I am trying to figure out how the F1_Score function in the MLmetrics library works when the y_pred values are non-binary.
For example:
library(MLmetrics)
y <- c(1,1,1,1,1,0,0,0,0,0)
x <- c(1, 0.8, 0.654, 0.99, 0.75, 0.1, 0.3, 0.6, 0.05, 0.2)
x_preds <- ifelse(x < 0.5, 0, 1)
getF1 <- F1_Score(y_true=y, y_pred=x, positive="1")
getF2 <- F1_Score(y_true=y, y_pred=x_preds, positive="1")
print(getF1)
print(getF2)
Gives getF1=0.3333333
and getF2 = 0.9090909
The example provided in the R documentation for the function is designed to calculate what I have called getF2, where I have specified exactly how to assign the probability scores to either class label based on a 0.5 threshold. What I am unclear on is how it calculates the F1 score if this threshold is not specified (getF1). Can anyone explain what the function does by default if you leave the probability scores as is and don't cast them to binary before calling the F1_Score function? I can't for the life of me figure out how it got 0.3333333.
Here is the function simplified:
f1_score <- function(y_true, y_pred, positive = '1'){
tt <- table(y_true, y_pred)
TP <- tt[positive, positive]
FP <- tt[rownames(tt)!=positive, positive]

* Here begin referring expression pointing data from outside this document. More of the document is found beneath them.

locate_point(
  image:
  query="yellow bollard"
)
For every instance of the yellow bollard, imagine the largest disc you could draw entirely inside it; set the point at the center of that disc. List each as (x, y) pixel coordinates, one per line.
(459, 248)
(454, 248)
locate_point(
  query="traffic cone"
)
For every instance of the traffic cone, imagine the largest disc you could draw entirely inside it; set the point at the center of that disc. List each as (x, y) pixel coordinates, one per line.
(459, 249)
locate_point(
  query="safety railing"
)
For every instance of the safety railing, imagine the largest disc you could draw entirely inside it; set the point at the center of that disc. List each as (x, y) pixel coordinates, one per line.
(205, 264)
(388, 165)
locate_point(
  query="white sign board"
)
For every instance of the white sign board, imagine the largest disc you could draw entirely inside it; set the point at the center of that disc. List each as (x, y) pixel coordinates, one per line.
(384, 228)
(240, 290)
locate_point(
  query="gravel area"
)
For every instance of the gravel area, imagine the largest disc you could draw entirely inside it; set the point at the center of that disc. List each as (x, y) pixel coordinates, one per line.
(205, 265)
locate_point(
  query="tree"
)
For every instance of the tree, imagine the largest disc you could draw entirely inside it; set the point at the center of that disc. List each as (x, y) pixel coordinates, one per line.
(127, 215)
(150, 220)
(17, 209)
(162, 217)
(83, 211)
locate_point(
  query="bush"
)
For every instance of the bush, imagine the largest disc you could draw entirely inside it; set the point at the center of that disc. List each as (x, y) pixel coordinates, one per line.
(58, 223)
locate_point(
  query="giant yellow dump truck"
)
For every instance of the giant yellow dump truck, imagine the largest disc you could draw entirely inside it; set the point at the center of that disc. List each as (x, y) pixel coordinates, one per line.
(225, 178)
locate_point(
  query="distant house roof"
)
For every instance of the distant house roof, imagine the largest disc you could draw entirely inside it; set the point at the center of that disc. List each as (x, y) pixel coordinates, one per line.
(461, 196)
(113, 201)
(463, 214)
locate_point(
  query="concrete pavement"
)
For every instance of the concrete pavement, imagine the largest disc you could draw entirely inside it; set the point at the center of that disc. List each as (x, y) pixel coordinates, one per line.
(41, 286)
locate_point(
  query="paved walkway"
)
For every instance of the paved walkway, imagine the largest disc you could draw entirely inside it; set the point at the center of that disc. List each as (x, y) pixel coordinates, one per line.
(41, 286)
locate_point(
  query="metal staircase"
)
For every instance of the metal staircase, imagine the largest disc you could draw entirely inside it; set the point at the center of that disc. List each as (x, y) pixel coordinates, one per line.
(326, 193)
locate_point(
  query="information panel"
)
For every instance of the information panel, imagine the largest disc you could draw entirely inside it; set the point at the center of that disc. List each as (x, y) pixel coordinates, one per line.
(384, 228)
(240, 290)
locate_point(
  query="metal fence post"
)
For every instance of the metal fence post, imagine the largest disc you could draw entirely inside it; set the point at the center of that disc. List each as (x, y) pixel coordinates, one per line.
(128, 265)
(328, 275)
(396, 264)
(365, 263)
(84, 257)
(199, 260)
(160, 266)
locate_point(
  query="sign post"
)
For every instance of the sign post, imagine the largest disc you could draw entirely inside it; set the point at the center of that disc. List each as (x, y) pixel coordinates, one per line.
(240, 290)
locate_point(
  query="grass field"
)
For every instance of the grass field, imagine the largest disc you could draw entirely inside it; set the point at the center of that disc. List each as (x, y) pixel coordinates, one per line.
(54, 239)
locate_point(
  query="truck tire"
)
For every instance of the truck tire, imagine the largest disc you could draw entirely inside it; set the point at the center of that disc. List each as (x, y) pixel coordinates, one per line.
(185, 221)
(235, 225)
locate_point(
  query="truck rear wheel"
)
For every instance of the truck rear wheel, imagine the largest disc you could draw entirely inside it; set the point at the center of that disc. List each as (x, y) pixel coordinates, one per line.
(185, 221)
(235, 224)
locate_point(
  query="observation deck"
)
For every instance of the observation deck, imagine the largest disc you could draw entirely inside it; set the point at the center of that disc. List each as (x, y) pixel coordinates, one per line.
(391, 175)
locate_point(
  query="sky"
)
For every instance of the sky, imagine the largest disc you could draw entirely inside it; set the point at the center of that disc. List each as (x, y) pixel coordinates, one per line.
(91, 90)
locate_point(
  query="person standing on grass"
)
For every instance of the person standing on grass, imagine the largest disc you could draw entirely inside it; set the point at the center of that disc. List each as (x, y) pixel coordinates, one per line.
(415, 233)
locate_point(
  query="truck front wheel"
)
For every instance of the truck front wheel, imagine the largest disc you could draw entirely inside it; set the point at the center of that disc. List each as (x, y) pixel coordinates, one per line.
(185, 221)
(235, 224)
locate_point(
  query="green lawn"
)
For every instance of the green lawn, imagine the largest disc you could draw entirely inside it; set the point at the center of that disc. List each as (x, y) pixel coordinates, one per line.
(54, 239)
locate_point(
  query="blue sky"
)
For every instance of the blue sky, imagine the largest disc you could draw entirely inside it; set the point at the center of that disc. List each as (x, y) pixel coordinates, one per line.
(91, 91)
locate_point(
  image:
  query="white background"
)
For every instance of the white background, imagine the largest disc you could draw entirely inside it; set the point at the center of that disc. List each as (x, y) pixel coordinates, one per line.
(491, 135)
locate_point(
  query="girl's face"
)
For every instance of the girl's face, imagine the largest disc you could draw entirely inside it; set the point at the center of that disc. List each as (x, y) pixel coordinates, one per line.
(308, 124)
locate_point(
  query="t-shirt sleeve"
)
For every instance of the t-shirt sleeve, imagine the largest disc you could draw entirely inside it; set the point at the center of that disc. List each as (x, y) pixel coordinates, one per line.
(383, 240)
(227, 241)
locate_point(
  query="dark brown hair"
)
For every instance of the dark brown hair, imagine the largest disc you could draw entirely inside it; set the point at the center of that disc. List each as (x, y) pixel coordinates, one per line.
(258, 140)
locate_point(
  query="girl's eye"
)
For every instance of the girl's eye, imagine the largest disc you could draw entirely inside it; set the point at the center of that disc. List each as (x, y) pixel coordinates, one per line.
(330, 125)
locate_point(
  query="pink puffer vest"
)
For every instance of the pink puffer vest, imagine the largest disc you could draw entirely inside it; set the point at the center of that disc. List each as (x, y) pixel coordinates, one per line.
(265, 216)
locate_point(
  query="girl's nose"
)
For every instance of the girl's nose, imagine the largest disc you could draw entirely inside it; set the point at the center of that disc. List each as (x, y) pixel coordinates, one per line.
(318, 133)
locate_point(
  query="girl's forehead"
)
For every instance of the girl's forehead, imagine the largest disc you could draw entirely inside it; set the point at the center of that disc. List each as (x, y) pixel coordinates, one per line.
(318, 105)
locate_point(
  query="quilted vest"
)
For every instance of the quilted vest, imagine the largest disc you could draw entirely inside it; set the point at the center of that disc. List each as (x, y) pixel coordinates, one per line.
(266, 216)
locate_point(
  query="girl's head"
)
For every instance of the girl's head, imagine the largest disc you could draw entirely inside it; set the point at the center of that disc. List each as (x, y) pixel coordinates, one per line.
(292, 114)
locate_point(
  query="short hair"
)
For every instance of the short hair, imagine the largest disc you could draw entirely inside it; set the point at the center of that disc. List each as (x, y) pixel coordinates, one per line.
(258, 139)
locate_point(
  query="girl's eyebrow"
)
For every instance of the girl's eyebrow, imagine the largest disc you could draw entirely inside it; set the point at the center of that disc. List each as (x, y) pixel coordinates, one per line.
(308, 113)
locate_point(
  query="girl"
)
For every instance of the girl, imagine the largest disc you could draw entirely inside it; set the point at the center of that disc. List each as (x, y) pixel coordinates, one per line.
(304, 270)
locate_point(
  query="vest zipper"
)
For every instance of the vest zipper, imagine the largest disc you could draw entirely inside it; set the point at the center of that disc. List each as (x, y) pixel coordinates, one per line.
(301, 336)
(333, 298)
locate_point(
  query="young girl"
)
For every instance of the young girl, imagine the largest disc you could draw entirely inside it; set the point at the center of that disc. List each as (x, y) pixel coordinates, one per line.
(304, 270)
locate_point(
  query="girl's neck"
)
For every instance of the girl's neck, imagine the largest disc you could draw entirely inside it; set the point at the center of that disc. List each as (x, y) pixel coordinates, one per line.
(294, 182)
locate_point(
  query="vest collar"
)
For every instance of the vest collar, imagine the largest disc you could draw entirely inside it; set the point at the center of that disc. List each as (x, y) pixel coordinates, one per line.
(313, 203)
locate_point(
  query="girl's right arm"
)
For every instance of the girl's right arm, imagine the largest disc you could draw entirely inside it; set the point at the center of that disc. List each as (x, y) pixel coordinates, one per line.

FN <- sum(tt[positive, colnames(tt) !=positive])
precision <- TP/(TP+FP)
recall <- TP/(TP+FN)
2 * (precision * recall) / (precision + recall)
}
f1_score(y, x, "1")
[1] 0.3333333
f1_score(y, x_preds, "1")
[1] 0.9090909
Notice how the FP
is not summed since we assume there are only two categories in y_true
. If more categories, ie non-binary, then use FP <- sum(....)